Дверь была открыта, сквозило. А перед нами стояла Кати, и глаза ее пылали радостью, желанием первой сообщить нам важную весть.
— Понимаете? Или не слышите? Да! Да! Все кончено. Соня здорова — и у нее мальчик!
Голос ее прерывался от счастья.
Помню, Хайн вскочил и, подняв глаза к потолку, всплеснул руками. Это должно было изображать благодарственный жест. А я, в этот самый решающий миг, когда мне уже нечего было больше ждать, когда путь был окончен и вздох облегчения рвался у меня из груди, — я превозмог естественный порыв и собрал силы для дешевого жеста — перед самим собой, перед Хайном и перед Кати. Я спокойно уселся в кресло и продолжал курить.
— Вы… вы не пойдете наверх? — хрипло спросил Хайн.
У него был вид вдребезги пьяного.
— Не идти же туда с сигарой, — улыбнулся я. — Я так долго ждал, подожду и еще несколько минут.
— Что за ерунда! — вскричал Хайн и хлопнул за собой дверью.
Кати стояла у притолоки, притихшая, неуверенная. Она не знала, что и подумать о моем поведении. Я встал, подошел к ней, обнял за шею. Она не воспротивилась. Я поцеловал ее.

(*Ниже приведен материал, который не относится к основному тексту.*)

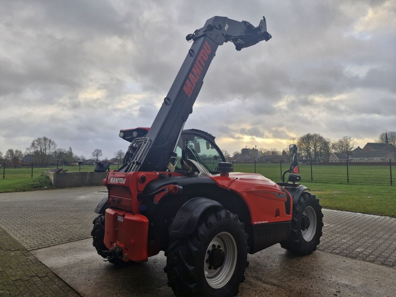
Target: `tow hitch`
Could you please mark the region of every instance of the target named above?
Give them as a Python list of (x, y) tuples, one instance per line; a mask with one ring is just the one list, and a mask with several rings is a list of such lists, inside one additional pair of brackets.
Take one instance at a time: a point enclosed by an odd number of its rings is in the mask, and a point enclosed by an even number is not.
[(121, 258), (122, 255), (122, 250), (118, 248), (116, 248), (114, 249), (103, 251), (103, 252), (107, 255), (107, 257), (103, 259), (103, 261), (105, 262), (114, 258)]

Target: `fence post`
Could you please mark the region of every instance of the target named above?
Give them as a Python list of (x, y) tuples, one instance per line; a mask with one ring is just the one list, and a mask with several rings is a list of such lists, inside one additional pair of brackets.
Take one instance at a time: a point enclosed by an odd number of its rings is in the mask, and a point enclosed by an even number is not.
[(314, 176), (312, 174), (312, 160), (311, 160), (311, 181), (314, 181)]
[(389, 159), (389, 173), (390, 173), (390, 185), (393, 186), (393, 183), (392, 181), (392, 162), (391, 159)]
[(348, 169), (348, 163), (349, 163), (348, 162), (348, 159), (346, 159), (346, 181), (348, 181), (348, 183), (349, 183), (349, 171)]

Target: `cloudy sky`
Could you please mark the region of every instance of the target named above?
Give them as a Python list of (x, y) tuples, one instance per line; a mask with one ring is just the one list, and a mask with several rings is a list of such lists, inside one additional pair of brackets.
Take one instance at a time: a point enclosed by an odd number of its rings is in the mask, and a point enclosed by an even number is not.
[(191, 45), (214, 15), (263, 15), (272, 39), (219, 47), (185, 128), (230, 153), (291, 137), (396, 131), (396, 0), (3, 0), (0, 151), (46, 136), (90, 157), (126, 150), (149, 127)]

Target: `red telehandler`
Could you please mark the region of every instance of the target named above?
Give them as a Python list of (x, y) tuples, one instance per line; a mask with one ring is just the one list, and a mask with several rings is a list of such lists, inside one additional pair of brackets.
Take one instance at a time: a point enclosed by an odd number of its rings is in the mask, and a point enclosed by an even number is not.
[(122, 166), (103, 180), (108, 195), (91, 233), (105, 261), (143, 263), (164, 251), (176, 296), (227, 297), (245, 279), (248, 253), (278, 243), (297, 255), (316, 249), (322, 207), (297, 183), (295, 145), (290, 169), (275, 183), (232, 172), (213, 136), (183, 130), (219, 46), (230, 41), (239, 51), (271, 38), (265, 18), (255, 27), (218, 16), (187, 36), (192, 45), (151, 127), (120, 131), (131, 144)]

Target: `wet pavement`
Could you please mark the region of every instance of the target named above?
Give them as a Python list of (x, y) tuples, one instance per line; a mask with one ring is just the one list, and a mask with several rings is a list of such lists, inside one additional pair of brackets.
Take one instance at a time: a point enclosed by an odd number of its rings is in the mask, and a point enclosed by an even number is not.
[[(86, 239), (32, 253), (83, 296), (174, 296), (163, 253), (118, 268), (103, 261), (91, 244)], [(239, 297), (392, 297), (396, 291), (394, 269), (329, 253), (296, 257), (277, 244), (248, 260)]]
[[(93, 209), (106, 190), (98, 186), (0, 194), (0, 227), (28, 250), (22, 254), (31, 251), (83, 296), (173, 296), (162, 254), (117, 268), (96, 253), (89, 238)], [(276, 245), (249, 255), (239, 296), (394, 296), (396, 219), (323, 213), (319, 251), (295, 257)]]

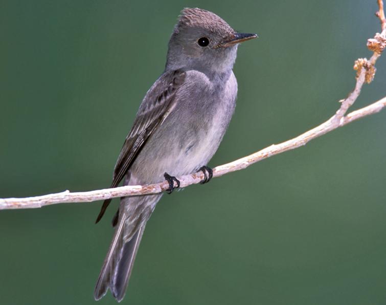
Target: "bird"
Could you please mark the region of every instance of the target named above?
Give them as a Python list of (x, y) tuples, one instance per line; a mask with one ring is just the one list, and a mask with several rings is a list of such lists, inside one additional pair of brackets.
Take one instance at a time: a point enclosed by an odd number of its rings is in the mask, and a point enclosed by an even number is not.
[[(240, 42), (256, 34), (233, 30), (217, 15), (185, 8), (170, 37), (164, 72), (148, 91), (116, 164), (111, 187), (167, 180), (202, 171), (220, 145), (233, 115), (237, 82), (233, 71)], [(162, 193), (123, 197), (113, 218), (115, 231), (94, 291), (99, 300), (109, 289), (121, 301), (147, 222)], [(111, 199), (105, 200), (96, 222)]]

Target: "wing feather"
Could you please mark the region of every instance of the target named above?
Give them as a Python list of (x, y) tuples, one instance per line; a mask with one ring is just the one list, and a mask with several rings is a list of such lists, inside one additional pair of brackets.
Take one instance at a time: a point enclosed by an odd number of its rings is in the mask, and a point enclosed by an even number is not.
[[(184, 83), (185, 76), (185, 72), (179, 70), (166, 72), (148, 91), (121, 150), (110, 188), (118, 186), (147, 139), (168, 116), (176, 102), (175, 93)], [(104, 201), (96, 223), (103, 216), (111, 200)]]

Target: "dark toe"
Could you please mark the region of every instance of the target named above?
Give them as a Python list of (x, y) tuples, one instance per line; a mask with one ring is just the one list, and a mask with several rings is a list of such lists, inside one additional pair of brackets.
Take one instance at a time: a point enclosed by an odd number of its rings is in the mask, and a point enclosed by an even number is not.
[(200, 181), (201, 184), (204, 184), (205, 183), (208, 183), (211, 181), (212, 178), (213, 177), (213, 171), (212, 168), (208, 167), (208, 166), (201, 166), (198, 171), (202, 171), (204, 175), (204, 178), (202, 180)]
[[(169, 188), (165, 190), (167, 193), (171, 194), (175, 188), (179, 187), (180, 182), (177, 178), (174, 176), (171, 176), (167, 172), (165, 172), (164, 174), (164, 177), (165, 180), (166, 180), (169, 183)], [(174, 186), (174, 182), (175, 182), (177, 184), (176, 186)]]

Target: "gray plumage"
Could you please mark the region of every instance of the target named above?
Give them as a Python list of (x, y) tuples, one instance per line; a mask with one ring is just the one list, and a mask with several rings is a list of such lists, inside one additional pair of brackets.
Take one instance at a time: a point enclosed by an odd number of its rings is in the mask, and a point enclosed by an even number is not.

— Целую в вас мать моего ребенка, — театрально произнес я с улыбкой. — Ведь теперь вы должны взять на себя заботу о нем.
Я даже не могу сказать, отчего вдруг эта мысль пришла мне тогда.
Потом, отбросив окурок, я медленно поднялся наверх.
Лица Сони я не увидел: пани Стинилова как раз умывала ее теплой водой. Врач, потный и усталый, сделал мне рукой знак, чтоб я взглянул на ребенка и оставил мать в покое.
На руки мне положили сына, уже чистого и запеленатого.
У него был мой разрез глаз и мой подбородок. Он был красен и некрасив. Без волос. Похож на старенького гнома с высоким лбом.
А у меня было такое чувство, будто я расту. Ноги мои сделались сильными и тяжелыми. Так или иначе, а сейчас положено начало моему роду. Наследством ему будут плоды моих трудов и богатство Хайна. Я гордо усмехнулся. Головой я доставал до неба.